Die Tatsache, dass eine Eigentümerversammlung am 24.11.2020 aufgrund infektionsschutzrechtlicher Bestimmungen während der Corona-Pandemie untersagt war, änderte nichts an den wohnungseigentumsrechtlichen Anforderungen für die Durchführung einer Versammlung. Der Gesetzgeber hat in § 6 des COVMG nur angeordnet, dass der zuletzt bestellte Verwalter im Amt bleibt und dass der zuletzt beschlossene Wirtschaftsplan fortgilt. Für die Durchführung von Eigentümerversammlungen hat er jedoch keine abweichenden Regelungen getroffen, sodass die Bestimmungen des WEG auch während der Corona-Pandemie weiterhin galten. Die Verwalterin hat diese Vorgaben komplett ignoriert, indem sie die Versammlung ohne Möglichkeit der Teilnahme aller Wohnungseigentümer allein durchgeführt hat.

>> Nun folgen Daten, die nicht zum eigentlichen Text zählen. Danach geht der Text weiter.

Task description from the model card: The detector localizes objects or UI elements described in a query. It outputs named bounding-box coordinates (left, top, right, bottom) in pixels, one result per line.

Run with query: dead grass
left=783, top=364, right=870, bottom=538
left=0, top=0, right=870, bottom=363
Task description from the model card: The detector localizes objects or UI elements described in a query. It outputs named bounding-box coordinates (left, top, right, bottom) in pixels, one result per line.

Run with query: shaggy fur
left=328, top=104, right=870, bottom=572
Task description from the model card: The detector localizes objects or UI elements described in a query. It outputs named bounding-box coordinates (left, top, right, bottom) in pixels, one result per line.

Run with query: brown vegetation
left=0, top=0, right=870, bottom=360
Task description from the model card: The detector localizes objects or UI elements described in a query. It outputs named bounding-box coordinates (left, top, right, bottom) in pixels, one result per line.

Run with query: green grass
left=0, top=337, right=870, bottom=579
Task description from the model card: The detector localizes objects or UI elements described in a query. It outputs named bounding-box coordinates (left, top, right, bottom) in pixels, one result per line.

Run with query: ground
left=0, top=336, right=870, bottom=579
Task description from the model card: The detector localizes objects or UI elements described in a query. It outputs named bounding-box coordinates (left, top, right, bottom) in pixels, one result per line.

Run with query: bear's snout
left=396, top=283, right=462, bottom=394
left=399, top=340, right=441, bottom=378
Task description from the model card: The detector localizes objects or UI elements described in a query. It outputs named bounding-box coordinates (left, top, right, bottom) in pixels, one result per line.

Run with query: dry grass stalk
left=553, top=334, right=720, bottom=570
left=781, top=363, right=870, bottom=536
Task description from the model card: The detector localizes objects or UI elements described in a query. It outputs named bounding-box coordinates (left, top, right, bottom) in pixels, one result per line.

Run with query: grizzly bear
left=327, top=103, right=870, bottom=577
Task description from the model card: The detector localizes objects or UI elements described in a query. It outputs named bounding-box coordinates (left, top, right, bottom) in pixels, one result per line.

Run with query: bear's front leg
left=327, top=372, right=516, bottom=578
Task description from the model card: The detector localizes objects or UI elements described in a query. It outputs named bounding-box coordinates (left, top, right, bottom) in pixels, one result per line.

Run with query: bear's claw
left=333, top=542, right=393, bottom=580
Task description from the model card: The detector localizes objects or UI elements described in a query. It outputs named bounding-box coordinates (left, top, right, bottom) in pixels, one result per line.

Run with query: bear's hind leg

Dies führt jedoch nicht zur Nichtigkeit der Beschlüsse. Gemäß § 23 Abs. 4 WEG ist ein Beschluss nur dann nichtig, wenn er gegen eine Rechtsvorschrift verstößt, auf deren Einhaltung rechtswirksam nicht verzichtet werden kann. Die in § 24 WEG enthaltenen Formvorschriften für die Einberufung einer Eigentümerversammlung gehören nicht zu den zwingenden Bestimmungen des WEG, da sie dispositiv sind und durch Vereinbarungen geändert werden können. Die Nicht-Einladung einzelner Wohnungseigentümer führt daher normalerweise nur zur Anfechtbarkeit der gefassten Beschlüsse. Ob eine Nichtigkeit in Betracht kommen könnte, wenn unter normalen Umständen allen Wohnungseigentümern die persönliche Teilnahme an der Versammlung verwehrt wird, hat der BGH nicht entschieden. Jedenfalls führen Rechtsverstöße dieser Art während der Corona-Pandemie nicht zur Nichtigkeit der Beschlüsse, da eine „echte“ Eigentümerversammlung zum maßgeblichen Zeitpunkt aufgrund der bestehenden Umstände unmöglich war.

Während der Corona-Pandemie befand sich der Verwalter in einem unlösbaren Dilemma. Er musste entweder das Wohnungseigentumsrecht oder das Infektionsschutzrecht missachten. Einerseits galten die wohnungseigentumsrechtlichen Vorgaben für Eigentümerversammlungen weiterhin, andererseits war die Durchführung einer Versammlung aufgrund von Infektionsschutzmaßnahmen untersagt. Die Durchführung einer Vertreterversammlung war daher eine pragmatische Lösung. Die Fassung von Beschlüssen wurde ermöglicht, und die Wohnungseigentümer konnten sich durch den Verwalter vertreten lassen und ihm konkrete Weisungen für die Abstimmung geben.

Ob sich allein aus der Tatsache, dass die Wohnungseigentümer während der Eigentümerversammlung nur durch Erteilung einer Vollmacht an den Verwalter teilnehmen konnten, ein Anfechtungsgrund ergibt, wurde aufgrund der versäumten Anfechtungsfrist nicht entschieden.